There’s something about the combination of free, always there mobile broadband and access to the world’s largest online book store. Daily newspaper subscriptions of the New York Times, Wall Street Journaland others just show up in the middle of the night, even if you’re out of town. Read about a new book in one of those newspapers, and you can buy, download and start reading that book in less than 30 seconds.
The main reason we love Kindles is that when you’re reading on one, the gadget itself kind of vanishes, and you become fully immersed in the content just as you do with a paper book.
Last (and possibly least) is Digg.
Digg presents itself as a meritocracy — or, at least, a democratic process for selecting the best stories. If you are first to post a great story, and add a crisp, illuminating headline and concise, entertaining summary, Digg users will vote your story to the front page for all to see, right? But everyone knows this isn’t the case at all.
You could post the most important story of the year, and it would sit there with one Digg until the end of time. Then two days later, someone else comes along and posts another link to more or less the same story. If they’re driving traffic to Digg from the outside, or skillfully working the social networking tools from the inside, their story will hit the front page in three hours.
The stupidest thing about Digg is content categorization, which is obscenely partisan and laughably naive.

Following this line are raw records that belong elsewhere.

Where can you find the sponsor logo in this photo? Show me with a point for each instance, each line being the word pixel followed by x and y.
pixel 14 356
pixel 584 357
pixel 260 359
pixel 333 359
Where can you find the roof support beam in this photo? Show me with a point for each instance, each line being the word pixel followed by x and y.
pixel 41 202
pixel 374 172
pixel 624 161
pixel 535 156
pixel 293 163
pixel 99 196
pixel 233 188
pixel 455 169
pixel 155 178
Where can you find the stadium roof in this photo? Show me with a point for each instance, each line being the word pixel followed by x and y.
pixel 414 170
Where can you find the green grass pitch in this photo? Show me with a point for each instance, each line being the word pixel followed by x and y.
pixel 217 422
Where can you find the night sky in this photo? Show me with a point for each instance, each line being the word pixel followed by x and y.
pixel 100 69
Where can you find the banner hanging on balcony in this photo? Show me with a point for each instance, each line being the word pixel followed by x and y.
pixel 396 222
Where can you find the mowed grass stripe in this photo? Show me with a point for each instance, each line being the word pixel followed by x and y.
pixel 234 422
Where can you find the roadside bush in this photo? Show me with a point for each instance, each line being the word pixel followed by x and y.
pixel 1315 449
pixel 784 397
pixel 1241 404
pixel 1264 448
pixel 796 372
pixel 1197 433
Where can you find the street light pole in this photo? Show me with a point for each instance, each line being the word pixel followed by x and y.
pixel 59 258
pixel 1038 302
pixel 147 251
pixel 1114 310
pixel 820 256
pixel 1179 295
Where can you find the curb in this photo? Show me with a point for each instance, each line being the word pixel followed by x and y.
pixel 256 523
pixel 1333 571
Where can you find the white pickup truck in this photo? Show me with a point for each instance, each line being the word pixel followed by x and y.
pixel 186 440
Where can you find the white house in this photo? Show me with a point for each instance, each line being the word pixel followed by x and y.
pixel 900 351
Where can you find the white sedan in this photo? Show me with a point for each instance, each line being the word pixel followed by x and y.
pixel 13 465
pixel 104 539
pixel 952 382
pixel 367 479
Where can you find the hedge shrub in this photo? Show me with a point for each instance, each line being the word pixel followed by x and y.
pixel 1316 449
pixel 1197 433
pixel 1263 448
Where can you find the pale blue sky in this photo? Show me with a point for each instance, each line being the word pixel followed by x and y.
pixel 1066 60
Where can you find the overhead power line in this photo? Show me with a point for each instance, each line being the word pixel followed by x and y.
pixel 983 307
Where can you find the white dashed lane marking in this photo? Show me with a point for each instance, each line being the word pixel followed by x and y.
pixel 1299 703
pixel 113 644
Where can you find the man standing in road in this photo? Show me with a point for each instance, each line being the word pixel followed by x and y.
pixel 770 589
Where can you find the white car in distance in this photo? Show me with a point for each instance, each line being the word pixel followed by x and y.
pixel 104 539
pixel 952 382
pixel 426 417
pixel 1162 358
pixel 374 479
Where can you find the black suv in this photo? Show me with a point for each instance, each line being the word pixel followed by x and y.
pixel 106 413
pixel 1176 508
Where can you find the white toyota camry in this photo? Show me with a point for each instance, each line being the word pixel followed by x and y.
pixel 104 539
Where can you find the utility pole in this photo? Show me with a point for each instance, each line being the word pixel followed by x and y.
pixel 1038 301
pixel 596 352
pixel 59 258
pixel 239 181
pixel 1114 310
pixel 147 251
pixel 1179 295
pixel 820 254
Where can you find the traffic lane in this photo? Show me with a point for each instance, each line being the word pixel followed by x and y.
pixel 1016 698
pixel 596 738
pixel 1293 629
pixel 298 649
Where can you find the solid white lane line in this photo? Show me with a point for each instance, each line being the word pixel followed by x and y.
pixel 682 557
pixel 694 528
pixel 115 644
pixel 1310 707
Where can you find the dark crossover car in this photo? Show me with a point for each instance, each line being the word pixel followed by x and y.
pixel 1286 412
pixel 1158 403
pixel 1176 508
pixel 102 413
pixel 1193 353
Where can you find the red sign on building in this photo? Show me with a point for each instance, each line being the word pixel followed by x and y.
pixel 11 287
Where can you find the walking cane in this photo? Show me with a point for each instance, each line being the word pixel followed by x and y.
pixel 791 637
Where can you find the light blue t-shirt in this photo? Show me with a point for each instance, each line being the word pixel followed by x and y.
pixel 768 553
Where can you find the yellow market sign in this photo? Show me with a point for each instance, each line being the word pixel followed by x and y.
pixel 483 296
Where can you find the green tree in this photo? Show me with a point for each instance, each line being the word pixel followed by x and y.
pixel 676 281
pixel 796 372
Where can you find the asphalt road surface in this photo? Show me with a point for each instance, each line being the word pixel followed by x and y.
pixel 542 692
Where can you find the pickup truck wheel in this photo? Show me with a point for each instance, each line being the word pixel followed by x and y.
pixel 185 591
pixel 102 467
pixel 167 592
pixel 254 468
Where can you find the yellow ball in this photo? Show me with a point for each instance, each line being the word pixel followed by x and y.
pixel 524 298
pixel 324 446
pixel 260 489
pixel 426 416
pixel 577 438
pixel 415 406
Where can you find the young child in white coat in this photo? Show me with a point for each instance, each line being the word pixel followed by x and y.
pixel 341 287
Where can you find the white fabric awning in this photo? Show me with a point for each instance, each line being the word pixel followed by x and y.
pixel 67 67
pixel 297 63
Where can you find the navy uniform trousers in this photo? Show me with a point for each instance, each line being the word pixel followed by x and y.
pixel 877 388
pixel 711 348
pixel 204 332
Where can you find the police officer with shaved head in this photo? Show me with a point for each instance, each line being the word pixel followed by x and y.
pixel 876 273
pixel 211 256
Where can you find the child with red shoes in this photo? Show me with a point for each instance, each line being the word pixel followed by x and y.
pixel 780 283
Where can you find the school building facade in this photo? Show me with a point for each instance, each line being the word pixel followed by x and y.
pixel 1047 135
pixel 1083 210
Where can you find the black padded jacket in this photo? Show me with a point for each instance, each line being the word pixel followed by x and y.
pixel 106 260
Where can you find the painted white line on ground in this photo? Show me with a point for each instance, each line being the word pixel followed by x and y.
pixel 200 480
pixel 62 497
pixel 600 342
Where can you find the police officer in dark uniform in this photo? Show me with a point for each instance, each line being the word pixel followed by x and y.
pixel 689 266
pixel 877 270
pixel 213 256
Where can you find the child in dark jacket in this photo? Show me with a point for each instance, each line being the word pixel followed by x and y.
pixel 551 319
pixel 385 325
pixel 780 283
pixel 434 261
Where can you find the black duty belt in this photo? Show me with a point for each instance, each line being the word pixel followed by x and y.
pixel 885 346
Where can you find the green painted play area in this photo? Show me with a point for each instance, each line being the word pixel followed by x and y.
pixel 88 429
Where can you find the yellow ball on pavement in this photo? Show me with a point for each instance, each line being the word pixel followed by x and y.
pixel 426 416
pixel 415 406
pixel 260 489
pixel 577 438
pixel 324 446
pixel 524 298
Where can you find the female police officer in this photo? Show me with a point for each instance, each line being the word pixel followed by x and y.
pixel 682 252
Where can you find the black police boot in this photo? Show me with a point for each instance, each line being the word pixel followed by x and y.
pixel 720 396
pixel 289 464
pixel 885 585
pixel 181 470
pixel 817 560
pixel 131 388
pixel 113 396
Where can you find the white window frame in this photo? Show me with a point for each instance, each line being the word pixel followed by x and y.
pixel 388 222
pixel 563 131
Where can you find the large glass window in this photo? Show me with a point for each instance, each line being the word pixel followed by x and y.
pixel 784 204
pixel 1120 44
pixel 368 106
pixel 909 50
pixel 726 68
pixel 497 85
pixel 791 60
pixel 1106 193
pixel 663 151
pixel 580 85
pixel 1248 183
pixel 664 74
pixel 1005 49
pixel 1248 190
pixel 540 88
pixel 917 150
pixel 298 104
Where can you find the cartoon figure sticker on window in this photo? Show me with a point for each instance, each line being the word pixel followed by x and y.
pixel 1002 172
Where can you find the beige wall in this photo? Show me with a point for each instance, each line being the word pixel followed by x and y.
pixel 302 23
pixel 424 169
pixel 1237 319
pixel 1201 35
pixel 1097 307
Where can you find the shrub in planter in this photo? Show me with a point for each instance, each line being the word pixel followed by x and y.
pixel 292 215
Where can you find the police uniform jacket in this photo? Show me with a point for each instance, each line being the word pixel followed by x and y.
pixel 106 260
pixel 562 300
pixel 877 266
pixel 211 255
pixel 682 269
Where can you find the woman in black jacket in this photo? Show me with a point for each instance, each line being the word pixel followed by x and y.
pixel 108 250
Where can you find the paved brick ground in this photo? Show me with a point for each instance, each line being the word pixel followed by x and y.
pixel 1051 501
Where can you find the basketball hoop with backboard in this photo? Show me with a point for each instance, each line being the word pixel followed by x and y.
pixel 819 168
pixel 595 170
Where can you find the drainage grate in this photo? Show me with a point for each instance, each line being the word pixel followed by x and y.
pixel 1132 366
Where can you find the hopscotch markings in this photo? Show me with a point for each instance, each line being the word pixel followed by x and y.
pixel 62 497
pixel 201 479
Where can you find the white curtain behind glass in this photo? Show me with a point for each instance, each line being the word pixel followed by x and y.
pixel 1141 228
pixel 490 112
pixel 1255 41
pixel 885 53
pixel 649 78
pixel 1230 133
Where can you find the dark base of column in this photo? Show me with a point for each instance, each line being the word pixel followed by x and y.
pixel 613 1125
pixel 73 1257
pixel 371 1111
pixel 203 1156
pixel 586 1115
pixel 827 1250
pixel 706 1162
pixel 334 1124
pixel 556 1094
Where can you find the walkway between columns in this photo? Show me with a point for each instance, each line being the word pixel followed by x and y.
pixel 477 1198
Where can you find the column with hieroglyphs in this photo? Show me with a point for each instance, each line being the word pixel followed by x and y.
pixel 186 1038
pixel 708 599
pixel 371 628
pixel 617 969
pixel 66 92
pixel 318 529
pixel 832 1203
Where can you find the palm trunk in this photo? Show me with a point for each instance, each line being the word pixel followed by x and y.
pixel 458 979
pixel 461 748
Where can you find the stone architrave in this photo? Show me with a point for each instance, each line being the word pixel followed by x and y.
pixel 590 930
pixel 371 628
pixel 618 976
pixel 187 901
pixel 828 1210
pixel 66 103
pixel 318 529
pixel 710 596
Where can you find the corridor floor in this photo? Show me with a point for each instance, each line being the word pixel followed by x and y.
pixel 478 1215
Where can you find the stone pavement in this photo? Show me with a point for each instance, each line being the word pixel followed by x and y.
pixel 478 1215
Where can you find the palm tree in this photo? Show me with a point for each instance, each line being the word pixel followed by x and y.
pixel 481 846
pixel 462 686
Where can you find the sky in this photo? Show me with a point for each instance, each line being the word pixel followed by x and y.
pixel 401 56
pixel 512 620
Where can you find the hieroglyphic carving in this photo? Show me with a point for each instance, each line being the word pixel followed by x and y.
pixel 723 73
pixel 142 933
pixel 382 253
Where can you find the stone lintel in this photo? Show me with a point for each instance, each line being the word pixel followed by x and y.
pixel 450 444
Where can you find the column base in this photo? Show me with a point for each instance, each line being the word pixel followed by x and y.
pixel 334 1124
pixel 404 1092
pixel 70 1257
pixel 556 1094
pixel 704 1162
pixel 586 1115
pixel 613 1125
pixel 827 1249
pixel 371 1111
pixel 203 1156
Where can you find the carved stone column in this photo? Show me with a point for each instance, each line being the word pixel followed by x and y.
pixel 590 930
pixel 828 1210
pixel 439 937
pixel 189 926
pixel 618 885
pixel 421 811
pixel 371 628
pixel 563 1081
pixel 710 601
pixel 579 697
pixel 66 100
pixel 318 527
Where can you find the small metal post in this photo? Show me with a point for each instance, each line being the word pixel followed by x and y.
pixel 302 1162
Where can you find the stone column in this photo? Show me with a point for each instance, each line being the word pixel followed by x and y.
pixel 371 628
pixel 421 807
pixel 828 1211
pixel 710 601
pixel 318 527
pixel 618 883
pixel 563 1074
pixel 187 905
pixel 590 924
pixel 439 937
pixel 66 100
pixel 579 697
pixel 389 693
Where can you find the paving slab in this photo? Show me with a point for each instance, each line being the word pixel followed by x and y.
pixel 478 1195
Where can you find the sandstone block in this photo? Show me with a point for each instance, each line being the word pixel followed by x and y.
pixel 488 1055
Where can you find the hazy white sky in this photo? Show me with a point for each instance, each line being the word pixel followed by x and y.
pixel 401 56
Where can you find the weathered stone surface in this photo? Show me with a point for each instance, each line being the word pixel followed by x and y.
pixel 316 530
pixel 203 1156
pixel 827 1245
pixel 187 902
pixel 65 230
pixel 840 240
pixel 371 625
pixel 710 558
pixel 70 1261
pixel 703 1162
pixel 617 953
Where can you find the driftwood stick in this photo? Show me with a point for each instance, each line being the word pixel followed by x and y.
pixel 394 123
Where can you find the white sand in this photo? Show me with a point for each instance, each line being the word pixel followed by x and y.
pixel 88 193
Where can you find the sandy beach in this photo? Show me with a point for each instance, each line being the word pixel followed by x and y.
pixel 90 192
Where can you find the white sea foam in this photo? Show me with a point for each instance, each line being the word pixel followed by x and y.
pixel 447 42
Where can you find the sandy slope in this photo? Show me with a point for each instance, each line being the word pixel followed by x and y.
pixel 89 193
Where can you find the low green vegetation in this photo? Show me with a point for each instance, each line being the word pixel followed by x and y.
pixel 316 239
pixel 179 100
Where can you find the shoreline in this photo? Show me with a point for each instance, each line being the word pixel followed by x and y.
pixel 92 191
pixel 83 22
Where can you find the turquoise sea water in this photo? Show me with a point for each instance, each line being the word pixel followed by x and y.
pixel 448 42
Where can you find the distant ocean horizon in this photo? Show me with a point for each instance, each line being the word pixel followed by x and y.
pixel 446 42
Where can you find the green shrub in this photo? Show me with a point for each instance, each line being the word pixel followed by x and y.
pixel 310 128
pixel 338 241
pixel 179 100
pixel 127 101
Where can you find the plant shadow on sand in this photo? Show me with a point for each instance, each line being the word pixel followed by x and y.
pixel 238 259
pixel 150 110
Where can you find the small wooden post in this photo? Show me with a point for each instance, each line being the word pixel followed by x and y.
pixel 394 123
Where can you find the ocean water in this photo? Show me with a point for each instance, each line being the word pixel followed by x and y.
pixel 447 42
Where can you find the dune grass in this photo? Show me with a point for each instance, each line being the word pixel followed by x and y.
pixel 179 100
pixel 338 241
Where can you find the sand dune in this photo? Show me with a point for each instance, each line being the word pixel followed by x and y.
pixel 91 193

Huge categories of content types and intellectual content are totally absent. For example, there’s no category for research & development. Nothing for opinion columns (other than “Political Opinion). Zilch for how-to information.
Meanwhile, Apple gets its very own category. Politics gets three categories. Gaming gets a whopping six categories. But religion and sex? Zero! I guess religion doesn’t matter and nobody’s interested in sex. . .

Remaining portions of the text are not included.